The only dimensional info I found was the chassis drawing in the Bentley manual. I didn't have the luxury of having someone else do the work for me so I first built a rotisserie - I blended ideas from some plans I found on the internet. I think the rotisserie was the most helpful piece of equipment I had. I agree with pictures, pictures, pictures and, even more important, back-up the files.... I had a computer hard drive die a couple of years ago and lost almost all of my detailed disassembly photos, including component disassembly,repair and reassembly photos and I am still sick about that. So pictures & back-up and lots of notes of any measurements you can - one of the difficulties with measurements is that almost nothing is square or straight so finding a proper reference point to measure from can be really tough.
It also think it's very important to jig/brace things so you don't loose overall shape of the car when cutting out old metal. In my case I had hit a deer so I needed to straighten the frame as well as replace the rotted sills, floors and the right shut pillar completely and several places I had to replace sections of outriggers. In order to replace the sills, you have to cut off the bottom of the hinge pillars and replace them.
So, bracing things is important but IMO having access to the areas you will be working on is even more important - this also means the ability to install doors, fenders, shrouds to check fit as you go (lots and lots of times
)....not as easy as it sounds. Below are some pictures of the jig I came up with. It kept the frame straight with no sag and prevented twist in the frame and worked pretty well at giving access to things and is strictly bolt/clamp in with no welding on the car. You will need to decide what you will be replacing and what access you need so this jig may not work for you - hopefully you only need to replace some rusted sections but the car is already straight?

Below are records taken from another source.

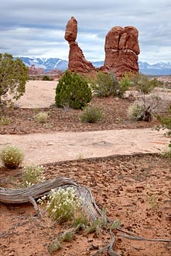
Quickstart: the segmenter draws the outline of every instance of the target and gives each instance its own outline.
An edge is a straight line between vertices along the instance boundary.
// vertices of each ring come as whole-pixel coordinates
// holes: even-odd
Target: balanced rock
[[[68,69],[71,72],[94,73],[95,67],[85,59],[82,50],[75,41],[77,36],[77,22],[74,17],[71,17],[67,24],[64,36],[70,45]]]
[[[94,74],[97,70],[104,73],[114,72],[117,77],[132,72],[139,73],[138,55],[139,54],[139,31],[134,26],[114,26],[105,39],[105,60],[104,65],[96,69],[87,61],[82,50],[76,42],[77,21],[74,17],[68,21],[64,38],[70,45],[68,69],[71,72]]]

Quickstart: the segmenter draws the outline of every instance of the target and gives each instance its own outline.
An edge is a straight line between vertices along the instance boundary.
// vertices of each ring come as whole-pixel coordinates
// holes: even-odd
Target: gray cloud
[[[139,31],[140,60],[171,61],[170,0],[6,0],[0,9],[0,52],[67,59],[63,36],[72,16],[78,22],[77,40],[89,61],[104,60],[105,36],[112,26],[132,25]]]

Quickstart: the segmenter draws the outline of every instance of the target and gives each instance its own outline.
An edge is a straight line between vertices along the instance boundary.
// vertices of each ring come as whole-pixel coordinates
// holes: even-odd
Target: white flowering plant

It consists of 1" square tubing and some 1/4" flat bar and a small piece of 4" channel. It's a bit hard to see in these pictures.
In the front I laid a piece of flat bar across the top of the heater cross tube and clamped thru the various openings.
In the rear I bolted pieces of flat bar to the bump-stop holes in the inner fender arches.
In the bottom I bolted a piece of 4" channel to the transmission mounting holes.
Then I shimmed as needed to get the frame straight with no sag and no twist.
Then laid the pieces of square tubing in and tacked - checking the frame for straight/true as I went and when all the pices were in place it was very rigid with no deflection as it turned on the rotisserie.
Before cutting anything apart, I loaded about 15 50# bags of pellet stove pellets in the passenger area and checked for any deflection - and this is on the rotisserie which has more of a tendency to produce flex than loading on the suspension points would.
So I did all frame/chassis repair and pre-hung doors & fenders and rebuilt the damaged shrouds and installed body patch panels and made sure they fit with decent gaps, all on the rotisserie.
I removed the brace to blast and prime/paint the chassis and will do all final hanging/fitting of body parts without it.
When I removed it there was about a 1/16 movement in the chassis between the front where the braces clamped to the heater tube and the rear where it bolted to the rear inner fender arches.
Anyway, this system worked well for me and if you have any questions, I have a few more pictures.